This blog has been archived.
Visit my home page at zhimingwang.org.

Regex flavor hell

I write a lot of shell scripts, which means dealing with common *ix utilities a lot. I typically want my scripts to work on both OS X and Linux (or OS X + GNU utilities, which is my personal setup), which means writing commands that are understood in both GNU/Linux and BSD worlds. Unfortunately that's not so simple, because to do that I usually have to give up readily available functionalities (especially the vast collection of useful options typical of GNU utilities) and am constantly thrown back to the stone age that is POSIX, or a little bit more than POSIX.

Working with regular expressions is especially painful. Almost every implementation of every utility (with regex support) has its own flavor of regex. Most notably the big three: grep, sed and awk. GNU utilities of course come with GNU extensions, but they are nothing when aiming for compatibility. Ignoring GNU extensions, there's a way to turn on standard POSIX extensions (ERE) on sed, but unfortunately GNU and BSD use different flags: -r for GNU sed and -E for BSD sed. The two implementations of grep thankfully use the same flag -E to turn on ERE, but GNU grep, being a GNU utility and having to distinguish itself from its mundane counterpart, further implements -P,--perl-regexp — regexers' dream. It's there but I can't use it, except in an interactive shell. awk has more than two implementations and will be left out of this discussion.
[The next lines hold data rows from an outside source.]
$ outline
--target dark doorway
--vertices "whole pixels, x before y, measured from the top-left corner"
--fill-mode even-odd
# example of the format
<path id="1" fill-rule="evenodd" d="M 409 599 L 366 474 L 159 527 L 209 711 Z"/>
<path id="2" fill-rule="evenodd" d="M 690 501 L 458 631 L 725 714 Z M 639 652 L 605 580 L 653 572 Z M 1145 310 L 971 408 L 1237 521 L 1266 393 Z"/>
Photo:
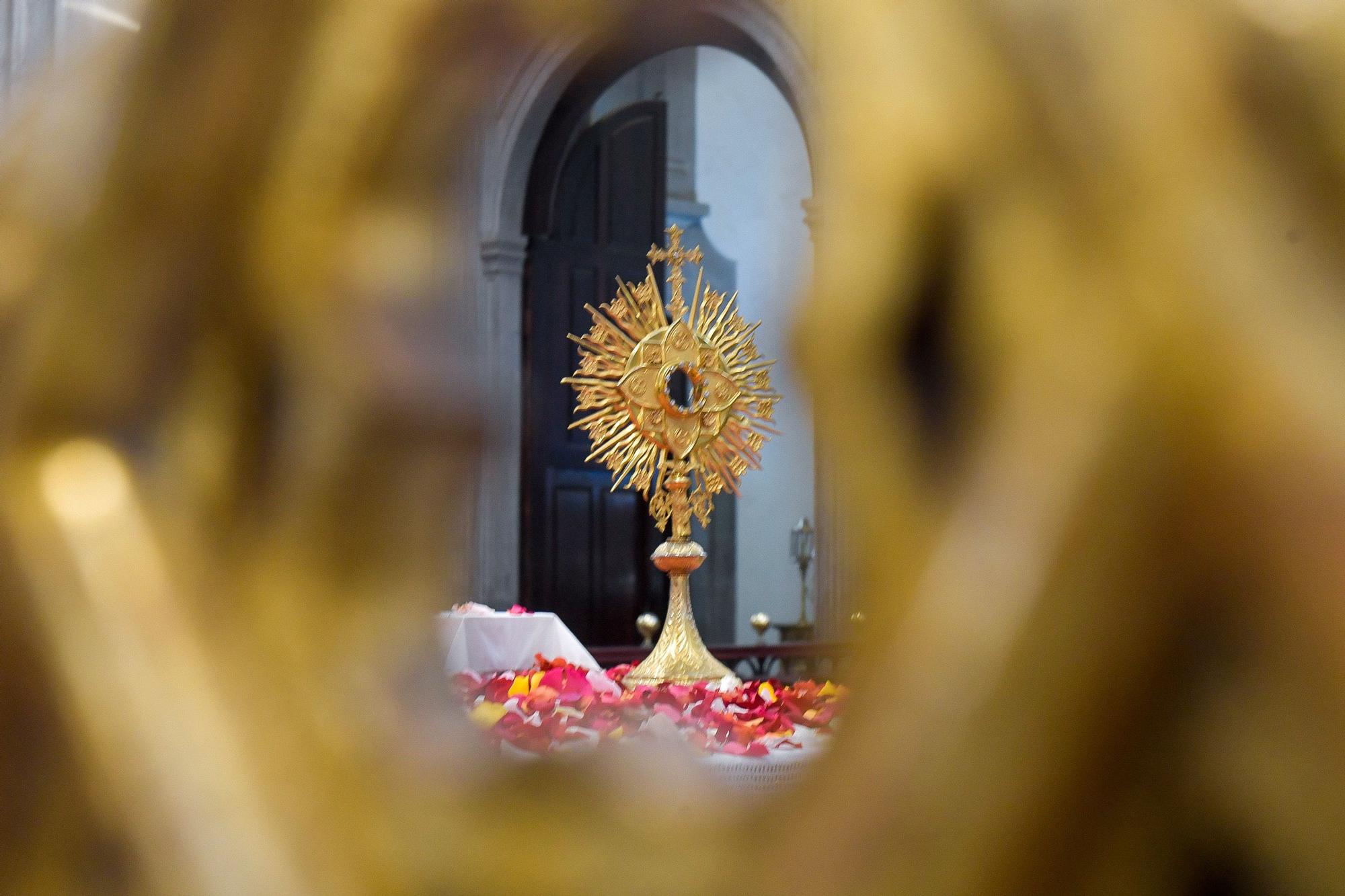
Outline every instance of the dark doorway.
<path id="1" fill-rule="evenodd" d="M 561 139 L 554 132 L 550 140 Z M 636 640 L 635 618 L 660 616 L 667 584 L 650 564 L 662 541 L 644 499 L 612 491 L 604 467 L 585 463 L 585 435 L 568 429 L 574 393 L 561 383 L 578 363 L 565 334 L 592 323 L 585 303 L 615 295 L 616 277 L 640 280 L 662 244 L 666 108 L 638 102 L 538 149 L 523 308 L 522 593 L 558 613 L 588 644 Z"/>

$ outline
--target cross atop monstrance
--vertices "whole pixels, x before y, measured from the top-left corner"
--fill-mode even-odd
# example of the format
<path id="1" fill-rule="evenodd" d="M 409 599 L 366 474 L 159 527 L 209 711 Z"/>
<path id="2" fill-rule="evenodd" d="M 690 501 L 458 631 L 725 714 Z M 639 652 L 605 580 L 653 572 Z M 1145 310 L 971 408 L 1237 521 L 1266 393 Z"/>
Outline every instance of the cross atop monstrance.
<path id="1" fill-rule="evenodd" d="M 686 283 L 686 274 L 682 273 L 682 265 L 698 265 L 702 261 L 701 246 L 695 249 L 682 248 L 683 233 L 686 231 L 677 225 L 670 225 L 667 229 L 668 248 L 663 249 L 658 245 L 651 245 L 647 256 L 654 264 L 660 261 L 668 262 L 668 285 L 672 287 L 672 300 L 668 303 L 668 312 L 672 313 L 674 320 L 686 313 L 686 300 L 682 299 L 682 284 Z"/>
<path id="2" fill-rule="evenodd" d="M 713 496 L 737 494 L 738 479 L 760 467 L 761 445 L 780 396 L 771 390 L 772 361 L 757 357 L 755 324 L 697 277 L 687 313 L 682 265 L 701 264 L 701 248 L 682 248 L 682 229 L 667 229 L 668 248 L 650 248 L 643 283 L 617 280 L 616 297 L 584 305 L 593 328 L 578 346 L 580 369 L 562 382 L 578 393 L 582 428 L 593 443 L 585 460 L 612 471 L 612 488 L 628 484 L 650 502 L 650 514 L 671 531 L 654 552 L 668 574 L 668 611 L 650 655 L 627 685 L 726 681 L 733 674 L 710 655 L 691 618 L 687 577 L 705 561 L 691 541 L 691 517 L 709 525 Z M 672 300 L 663 307 L 654 264 L 668 262 Z M 703 270 L 701 272 L 703 274 Z M 690 383 L 686 390 L 674 382 Z"/>

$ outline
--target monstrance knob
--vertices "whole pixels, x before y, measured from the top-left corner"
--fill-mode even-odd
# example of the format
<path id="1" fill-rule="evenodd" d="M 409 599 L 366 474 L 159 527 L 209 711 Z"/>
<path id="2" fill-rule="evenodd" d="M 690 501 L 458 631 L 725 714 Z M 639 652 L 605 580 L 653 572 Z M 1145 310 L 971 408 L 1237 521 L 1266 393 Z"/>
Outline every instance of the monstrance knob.
<path id="1" fill-rule="evenodd" d="M 644 639 L 644 647 L 654 646 L 654 635 L 658 634 L 662 624 L 663 622 L 654 613 L 640 613 L 635 618 L 635 628 L 640 632 L 640 638 Z"/>

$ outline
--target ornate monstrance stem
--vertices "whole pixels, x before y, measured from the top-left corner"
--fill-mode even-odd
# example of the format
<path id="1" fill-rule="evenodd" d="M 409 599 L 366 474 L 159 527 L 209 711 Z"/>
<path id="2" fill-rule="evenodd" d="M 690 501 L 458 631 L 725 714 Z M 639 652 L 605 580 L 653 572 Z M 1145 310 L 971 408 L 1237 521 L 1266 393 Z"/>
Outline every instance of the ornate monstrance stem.
<path id="1" fill-rule="evenodd" d="M 570 335 L 580 369 L 565 378 L 581 414 L 570 428 L 584 428 L 593 444 L 588 460 L 607 464 L 612 488 L 629 484 L 648 498 L 659 529 L 672 525 L 652 557 L 671 580 L 667 619 L 659 643 L 627 675 L 632 685 L 733 678 L 691 618 L 689 577 L 705 562 L 705 549 L 691 541 L 691 514 L 707 525 L 714 495 L 737 494 L 742 474 L 760 467 L 780 400 L 771 391 L 773 362 L 752 340 L 760 324 L 742 320 L 736 296 L 710 289 L 701 276 L 689 307 L 682 265 L 699 264 L 701 248 L 683 249 L 677 226 L 667 233 L 668 248 L 648 253 L 668 265 L 667 308 L 652 266 L 640 284 L 617 280 L 613 301 L 585 305 L 593 328 Z"/>
<path id="2" fill-rule="evenodd" d="M 659 643 L 627 674 L 631 685 L 690 685 L 733 677 L 710 655 L 691 616 L 690 576 L 705 562 L 705 549 L 691 541 L 691 503 L 686 495 L 690 484 L 685 470 L 664 483 L 672 499 L 672 537 L 654 550 L 654 565 L 668 574 L 668 612 Z"/>

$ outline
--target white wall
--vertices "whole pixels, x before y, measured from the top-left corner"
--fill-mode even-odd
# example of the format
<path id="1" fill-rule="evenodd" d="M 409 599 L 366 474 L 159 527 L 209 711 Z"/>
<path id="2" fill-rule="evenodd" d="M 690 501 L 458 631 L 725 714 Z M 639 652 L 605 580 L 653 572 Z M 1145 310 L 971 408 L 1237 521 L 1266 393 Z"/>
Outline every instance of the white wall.
<path id="1" fill-rule="evenodd" d="M 705 230 L 737 262 L 742 315 L 763 322 L 757 347 L 779 359 L 772 377 L 784 396 L 775 414 L 783 435 L 767 443 L 763 468 L 744 476 L 738 500 L 737 639 L 746 642 L 756 638 L 748 618 L 757 611 L 775 622 L 798 619 L 790 529 L 799 517 L 816 519 L 812 413 L 784 352 L 812 264 L 800 204 L 812 187 L 803 130 L 780 90 L 741 57 L 713 47 L 697 52 L 695 183 L 710 207 Z M 811 600 L 808 618 L 815 619 Z"/>

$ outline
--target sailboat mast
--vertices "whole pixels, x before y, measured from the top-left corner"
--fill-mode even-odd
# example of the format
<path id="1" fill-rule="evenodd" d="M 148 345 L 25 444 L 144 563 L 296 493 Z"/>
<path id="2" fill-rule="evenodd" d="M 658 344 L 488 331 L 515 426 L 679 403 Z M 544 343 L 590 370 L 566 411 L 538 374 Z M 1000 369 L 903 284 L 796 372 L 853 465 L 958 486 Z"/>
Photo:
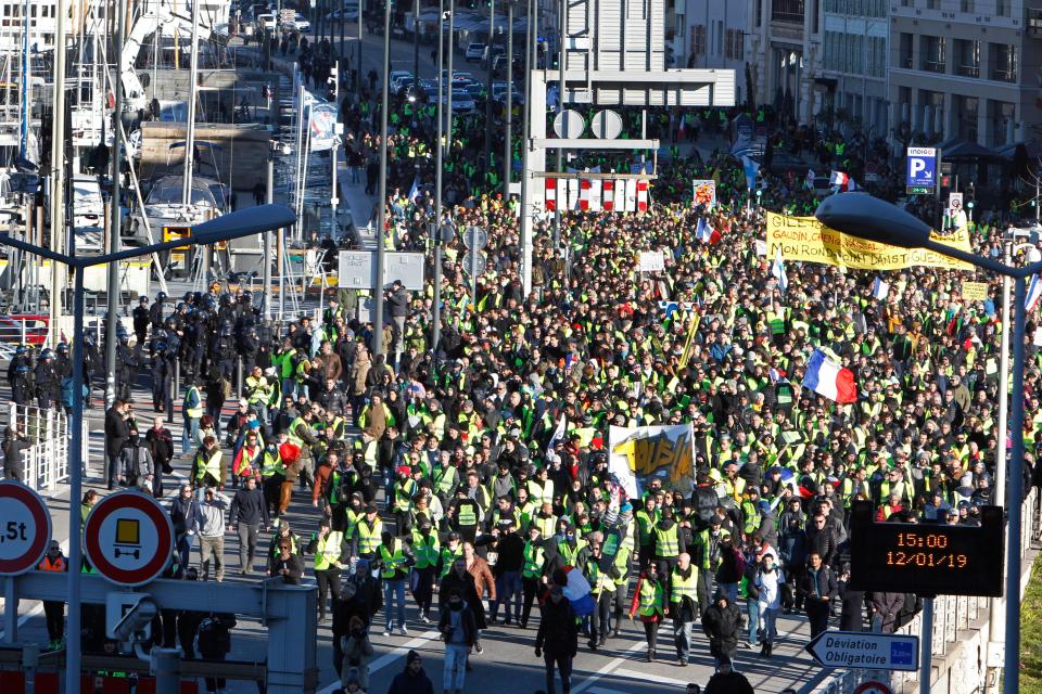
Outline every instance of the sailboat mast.
<path id="1" fill-rule="evenodd" d="M 195 97 L 199 85 L 199 0 L 192 4 L 192 64 L 191 85 L 188 92 L 188 124 L 185 130 L 185 181 L 181 188 L 181 204 L 192 204 L 192 164 L 195 151 Z"/>
<path id="2" fill-rule="evenodd" d="M 18 146 L 18 153 L 27 156 L 29 149 L 29 102 L 31 101 L 31 87 L 29 87 L 29 0 L 25 0 L 22 10 L 22 139 Z"/>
Anyway, despite all these flavor issues, I can usually get away with BRE, although it's verbose and unreadable as hell (quantifiers in particular) and doesn't support alternation. I would be thankful if BRE is the end of the story, but it is not. There are more tools lurking around trying to sabotage scripters. find is a perfect example. BSD find, unsurprisingly, uses BRE by default with -regex and -iregex, and ERE may be turned on with the -E flag. GNU findutils find, however, tries to be helpful and future-proof by having a -regextype option:

Changes the regular expression syntax understood by -regex and -iregex tests which occur later on the command line. Currently-implemented types are emacs (this is the default), posix-awk, posix-basic, posix-egrep and posix-extended.

The Emacs flavor? You mean Elisp regexp? Okay fine, BRE — with few features other than grouping (\(...\)), quantifiers (* or \{n,m\}), bracket expressions and character classes — should still be pretty much compatible with Elisp regexp. However, the "Emacs flavor" isn't even the Elisp flavor. It's a stripped version specifically for findutils. In particular, there are *, + and ? but no curly braces quantifiers, so gone is the dream of writing even just mildly complex regexps that are compatible with both BSD find and GNU findutils find. By the way, in case you wonder, the POSIX find doesn't even have a -regex primary/operator...

What a cruelly realistic world we live in.